Von gepflegten Südländern und kultivierten Arabern fühle ich mich schon immer angezogen. Vielleicht weil das Fremde einfach verlockender ist als das Bekannte. Aber ich habe auch Respekt vor anderen Kulturen und glaube nicht unbedingt, dass sich Multikulti immer verwirklichen lässt. Dass auch andere so denken, zeigt die Tendenz einiger türkisch-stämmiger Freunde, die letztlich in ihrem Kulturkreis geheiratet haben.

Neulich habe ich in der „Mutter“ in Schöneberg Taifun kennen gelernt. Taifun ist ein Freund meiner türkischen Freundin Beliz. Der große dunkelhaarige Mann hält rein optisch, was sein Name verspricht. Nachdem er Beliz und mich zwei Stunden mit Machosprüchen amüsiert hatte, frage ich ihn nach seiner Freundin.
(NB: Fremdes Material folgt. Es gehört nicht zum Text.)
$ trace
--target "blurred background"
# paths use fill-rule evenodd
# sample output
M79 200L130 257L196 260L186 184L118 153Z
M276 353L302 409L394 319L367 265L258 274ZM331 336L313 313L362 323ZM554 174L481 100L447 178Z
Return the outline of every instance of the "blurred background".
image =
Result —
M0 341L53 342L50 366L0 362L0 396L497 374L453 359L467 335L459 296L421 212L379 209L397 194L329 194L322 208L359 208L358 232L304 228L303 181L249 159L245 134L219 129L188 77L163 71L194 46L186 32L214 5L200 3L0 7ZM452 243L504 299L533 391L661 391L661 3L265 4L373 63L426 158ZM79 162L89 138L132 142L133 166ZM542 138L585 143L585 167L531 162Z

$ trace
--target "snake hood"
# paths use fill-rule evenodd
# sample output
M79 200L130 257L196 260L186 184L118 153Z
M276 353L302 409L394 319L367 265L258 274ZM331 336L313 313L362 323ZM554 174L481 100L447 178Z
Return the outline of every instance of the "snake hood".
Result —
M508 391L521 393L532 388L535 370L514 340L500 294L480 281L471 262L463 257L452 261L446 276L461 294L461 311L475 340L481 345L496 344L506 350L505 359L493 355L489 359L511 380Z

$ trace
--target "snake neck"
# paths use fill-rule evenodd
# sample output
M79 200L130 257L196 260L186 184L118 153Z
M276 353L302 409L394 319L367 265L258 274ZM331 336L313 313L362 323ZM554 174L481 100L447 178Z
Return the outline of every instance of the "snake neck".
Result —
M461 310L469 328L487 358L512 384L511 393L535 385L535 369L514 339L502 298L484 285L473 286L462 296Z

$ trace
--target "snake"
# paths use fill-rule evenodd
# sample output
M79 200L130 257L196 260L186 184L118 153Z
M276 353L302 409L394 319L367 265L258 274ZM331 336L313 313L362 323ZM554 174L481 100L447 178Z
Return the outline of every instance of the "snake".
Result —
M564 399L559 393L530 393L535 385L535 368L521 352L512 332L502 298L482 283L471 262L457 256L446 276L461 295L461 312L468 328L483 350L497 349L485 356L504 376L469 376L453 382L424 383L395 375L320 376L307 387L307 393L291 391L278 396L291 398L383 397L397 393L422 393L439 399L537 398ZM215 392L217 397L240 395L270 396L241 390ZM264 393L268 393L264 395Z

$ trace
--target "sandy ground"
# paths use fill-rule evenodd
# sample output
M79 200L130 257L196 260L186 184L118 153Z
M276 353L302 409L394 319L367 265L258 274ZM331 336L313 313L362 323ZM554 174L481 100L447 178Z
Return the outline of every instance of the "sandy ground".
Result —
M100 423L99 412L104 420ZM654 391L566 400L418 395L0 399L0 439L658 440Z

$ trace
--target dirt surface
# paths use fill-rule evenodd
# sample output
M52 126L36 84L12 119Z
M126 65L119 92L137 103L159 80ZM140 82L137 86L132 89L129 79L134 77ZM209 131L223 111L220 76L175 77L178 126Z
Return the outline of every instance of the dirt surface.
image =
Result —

Plötzlich kippt die Stimmung. Der Macho wird still. Leise weiht er uns in sein Problem ein. Seit neun Monaten ist er mit einer 31-jährigen Kurdin zusammen. Ach, was heißt eigentlich Kurdin? Eigentlich ist sie laut Pass so deutsch wie ich.

Der 33-Jährige, der  noch vor kurzem mit deutsch-stämmigen (was für eine blöde Bezeichnung!) Frauen um die Häuser zog, wendet sich seit einer Weile nur Frauen mit seinem kulturellen Hintergrund zu. Er sagt offen, dass das nicht anders ginge. Wegen der Familie und so.  Aber gerade das bricht ihm das Genick. Oder sollte ich sagen, den Schwanz?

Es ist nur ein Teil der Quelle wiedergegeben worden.